Despite the catastrophe that is the current Greek economy, the country’s profitable tourism industry appears surprisingly unaffected.
Tourism brought in around EUR 29.4 billion in 2014, which made up more than 17% of the country’s GDP. The industry also contributed to 9.4% of total employment, according to the World Travel and Tourism Council.
“For international people going on vacation to Greece, there’s absolutely no difficulty at the moment,” said David Scowsill, president and CEO of the WTTC. “Greece is always a very popular destination for Europeans and it’s a good value-for-money destination. If there’s going to be any difficulties, it will come slightly later in this process.”
Greek citizens are currently limited to withdrawing EUR 60 dollars per day from Greek banks. However, Greece’s Economy, Infrastructure, Shipping and Tourism Ministry released a statement Monday confirming that those limits do not apply to people using foreign credit or debit cards.

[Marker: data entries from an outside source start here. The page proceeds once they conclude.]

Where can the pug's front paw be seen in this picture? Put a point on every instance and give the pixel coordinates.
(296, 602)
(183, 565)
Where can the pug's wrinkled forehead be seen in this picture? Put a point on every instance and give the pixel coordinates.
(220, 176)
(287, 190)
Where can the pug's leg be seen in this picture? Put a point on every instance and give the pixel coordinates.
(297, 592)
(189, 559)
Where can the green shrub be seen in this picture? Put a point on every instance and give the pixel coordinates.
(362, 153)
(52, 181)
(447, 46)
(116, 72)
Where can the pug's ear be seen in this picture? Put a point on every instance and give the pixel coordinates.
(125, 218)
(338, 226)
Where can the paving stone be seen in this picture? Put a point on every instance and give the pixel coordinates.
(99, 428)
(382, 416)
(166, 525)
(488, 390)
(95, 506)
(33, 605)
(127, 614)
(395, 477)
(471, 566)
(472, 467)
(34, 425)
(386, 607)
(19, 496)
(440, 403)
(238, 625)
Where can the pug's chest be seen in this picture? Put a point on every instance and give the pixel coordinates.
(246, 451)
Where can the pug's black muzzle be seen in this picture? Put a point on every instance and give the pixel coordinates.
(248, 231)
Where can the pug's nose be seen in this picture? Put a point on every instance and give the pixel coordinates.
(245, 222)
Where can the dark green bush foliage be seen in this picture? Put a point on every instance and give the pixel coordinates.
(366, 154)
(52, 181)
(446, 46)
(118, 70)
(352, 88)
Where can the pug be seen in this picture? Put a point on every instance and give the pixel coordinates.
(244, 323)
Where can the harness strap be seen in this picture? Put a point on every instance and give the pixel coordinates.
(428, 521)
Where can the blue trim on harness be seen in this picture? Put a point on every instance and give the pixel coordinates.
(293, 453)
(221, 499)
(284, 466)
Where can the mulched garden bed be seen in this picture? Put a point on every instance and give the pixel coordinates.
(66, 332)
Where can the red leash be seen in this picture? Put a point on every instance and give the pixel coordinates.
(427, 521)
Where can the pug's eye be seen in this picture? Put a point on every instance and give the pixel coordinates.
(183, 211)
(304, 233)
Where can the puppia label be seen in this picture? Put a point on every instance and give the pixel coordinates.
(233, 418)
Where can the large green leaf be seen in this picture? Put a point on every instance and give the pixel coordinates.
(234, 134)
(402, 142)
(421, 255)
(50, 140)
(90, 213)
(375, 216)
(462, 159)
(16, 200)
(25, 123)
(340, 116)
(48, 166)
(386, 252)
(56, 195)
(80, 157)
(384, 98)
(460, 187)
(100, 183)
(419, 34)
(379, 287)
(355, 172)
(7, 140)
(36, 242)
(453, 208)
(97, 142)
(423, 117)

“The tourists that are currently in Greece as well as those that are going to come will not be at the least affected by the latest developments and can continue to enjoy their vacations in Greece without the slightest problem,” said Alternate Tourism Minister Elena Kountoura.
However, some ATMs have been running out of bills as people scramble to prepare for the referendum this Sunday, July 5, in which citizens will vote on whether to accept the latest bailout deal and the accompanying new austerity measures. If Greeks vote against the deal, it may indicate a withdrawal from the eurozone.
“Right now, everybody’s aware that Greece is going to hold the referendum on Sunday and in the meantime, it’s business as usual,” said Konstantinos Georgiadis, the general manager of Amphitrion Holidays, an American tour company which runs trips to Greece.
Tourism is the lifeblood of Greece’s economy, added Georgiadis. So far, he said 2015 has been one of the best for Greece tourism, with travel groups, cruises and hotel bookings on the rise as is usual during the peak summer months.
“It’s very, very important for Greece,” he said. “The summer period opens up opportunities for part-time jobs especially for young people who have been hit hard by the economic crisis.”